If you're going to take that approach, it's always a good idea to look at how other videogame RPGs handle party members, and how the archetypes they slot into complement the strengths and weaknesses of the main player character (bonus points if you still end up with one of the Four Whatever Ensembles that I linked earlier).
It may also be a good idea to compare and contrast different characters that fit the same archetype, so that you don't end up with a sort of dissatisfying "mould" for your own characters -- see also An Adventurer is You (http://tvtropes.org/pmwiki/pmwiki.php/Main/AnAdventurerIsYou) and what sorts of characters end up in which roles.
I realise that a lot of this is probably glaringly obvious, but nonetheless it's still worth bearing it in mind :P
Quote from: DapperAnarchist on July 03, 2013, 02:05:21 PM
My worry with an Inquisitor computer game is that it would miss the "well, you failed, but it was cool, so you succeed anyway!" element. Example - in the first ever Inq. battle report, Malicant the Redemptionist jumped from one catwalk to another. Having been given an extra dice of distance on the basis he was a lunatic and super-committed, he still missed - just. Both players and the GM were disappointed, so decided he managed to catch the edge of the catwalk, kept his Eviscerator, but lost his laspistols. Near failures can't be successes in a computer game - it loses the GM property. Admittedly, it gains much - convenience, perhaps speed of play, stuff like that, but there you go.
A good point, due to obvious restrictions multiple outcomes from an event in a videogame are costly, but we do want positive and negative outcomes to events based on how you perform that are not just succed or fail and more in keeping witht the idea that if you do well X occurs but if you do badly Y occurs.
Quote from: Dosdamt on July 03, 2013, 05:33:55 PM
Story, and an element of GM fiat. As per DapperAnarchist's post, failure doesn't always have to mean failure. I would also like to see a mix of clue hunting, action, and adventure. Part of inquisitor is that which goes on in the margins, not just at the end of the barrel of a gun. I'd challenge you to look at Dark Heresy, and the other 40k RPG books as well, to get a rounded feel for the Inquisition and its works.
The reason my team is looking at inquisitor as an idea is for these reasons that there is alot an inquisitor gets up to that does not involve killing everything on site.
Quote from: Dosdamt on July 03, 2013, 05:33:55 PM
My preference would be my own character, the reality is that archetypes would be simpler and more consistent in implementation, and would hopefully empower you as a business to tell an interesting story.
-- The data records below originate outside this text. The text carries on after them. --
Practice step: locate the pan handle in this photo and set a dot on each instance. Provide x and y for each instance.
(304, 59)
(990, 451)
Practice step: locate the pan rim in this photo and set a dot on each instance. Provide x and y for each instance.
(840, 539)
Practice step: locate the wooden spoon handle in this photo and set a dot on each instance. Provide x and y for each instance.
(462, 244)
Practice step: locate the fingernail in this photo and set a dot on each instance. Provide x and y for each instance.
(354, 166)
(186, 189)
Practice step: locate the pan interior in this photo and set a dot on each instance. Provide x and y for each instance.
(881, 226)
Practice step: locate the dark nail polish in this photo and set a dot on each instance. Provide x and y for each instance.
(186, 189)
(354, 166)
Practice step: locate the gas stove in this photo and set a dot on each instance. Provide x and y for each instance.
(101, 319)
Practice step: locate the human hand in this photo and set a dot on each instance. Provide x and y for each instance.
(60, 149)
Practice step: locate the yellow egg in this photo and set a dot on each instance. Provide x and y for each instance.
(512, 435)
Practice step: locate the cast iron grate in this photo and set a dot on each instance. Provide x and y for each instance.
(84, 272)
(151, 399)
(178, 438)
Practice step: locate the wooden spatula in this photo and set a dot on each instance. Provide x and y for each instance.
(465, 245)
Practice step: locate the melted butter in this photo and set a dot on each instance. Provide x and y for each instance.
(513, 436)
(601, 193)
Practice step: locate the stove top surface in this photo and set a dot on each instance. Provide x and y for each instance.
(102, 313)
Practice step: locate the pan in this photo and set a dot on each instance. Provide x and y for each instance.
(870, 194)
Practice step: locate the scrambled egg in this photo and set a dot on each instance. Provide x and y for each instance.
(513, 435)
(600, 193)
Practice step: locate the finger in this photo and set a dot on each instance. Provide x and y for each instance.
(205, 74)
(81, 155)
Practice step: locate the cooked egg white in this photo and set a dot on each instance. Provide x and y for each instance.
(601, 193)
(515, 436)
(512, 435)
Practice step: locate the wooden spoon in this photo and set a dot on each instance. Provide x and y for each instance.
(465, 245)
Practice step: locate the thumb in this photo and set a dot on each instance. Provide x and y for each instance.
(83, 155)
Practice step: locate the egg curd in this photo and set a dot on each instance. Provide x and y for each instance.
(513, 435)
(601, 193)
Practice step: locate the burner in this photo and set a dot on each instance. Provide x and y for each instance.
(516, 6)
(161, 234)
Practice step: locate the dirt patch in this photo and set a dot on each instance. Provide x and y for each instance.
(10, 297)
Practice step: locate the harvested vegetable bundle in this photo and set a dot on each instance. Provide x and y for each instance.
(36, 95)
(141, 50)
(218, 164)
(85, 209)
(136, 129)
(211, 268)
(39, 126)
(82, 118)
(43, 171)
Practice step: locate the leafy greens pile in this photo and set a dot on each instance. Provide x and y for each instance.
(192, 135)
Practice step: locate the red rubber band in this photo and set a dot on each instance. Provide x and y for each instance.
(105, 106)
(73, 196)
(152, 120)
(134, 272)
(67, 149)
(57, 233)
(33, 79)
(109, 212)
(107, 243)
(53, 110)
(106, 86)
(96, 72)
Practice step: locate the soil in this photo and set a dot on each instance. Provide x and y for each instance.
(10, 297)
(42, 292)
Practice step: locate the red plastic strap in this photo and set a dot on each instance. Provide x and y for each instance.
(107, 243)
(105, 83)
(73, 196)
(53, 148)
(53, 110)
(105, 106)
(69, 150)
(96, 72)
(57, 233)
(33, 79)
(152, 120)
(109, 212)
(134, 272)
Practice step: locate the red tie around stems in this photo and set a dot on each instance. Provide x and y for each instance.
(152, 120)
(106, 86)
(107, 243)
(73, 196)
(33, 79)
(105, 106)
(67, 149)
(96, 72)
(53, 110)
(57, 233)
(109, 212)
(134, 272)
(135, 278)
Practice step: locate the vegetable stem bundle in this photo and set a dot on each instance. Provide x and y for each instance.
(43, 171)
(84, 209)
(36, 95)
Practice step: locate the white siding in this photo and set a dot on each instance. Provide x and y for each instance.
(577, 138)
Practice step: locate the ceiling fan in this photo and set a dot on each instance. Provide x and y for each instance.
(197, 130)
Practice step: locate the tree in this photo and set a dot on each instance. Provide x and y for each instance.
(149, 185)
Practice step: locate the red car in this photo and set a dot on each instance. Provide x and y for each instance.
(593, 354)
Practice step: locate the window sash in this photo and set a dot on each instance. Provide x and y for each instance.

I'd suggest having three archetypes - puritan / warrior, psyker / neutral, radical / "tech" , tech being daemonswords, and similar proscribed items.
We are looking at the retinue and the "types" like you describe and how they could effect the game if in the inquisitors party
That's good. A few more thoughts
Please dont have the action be like the QTE action in some games. It isn't fun. Some manual shooting / psyking / hacking would be better and the closer to real time the better. However, having turn based isometric action would be interesting, and again something I'd be all for as I think that could work exceedingly well based on the Inquisitor ruleset / concept, factoring in the ability to acquire henchmen - and create others .... (daemonhosts, daemonweapons, and the like).
Competitive conversations / interrogations would be neat, though I don't know how difficult to implement.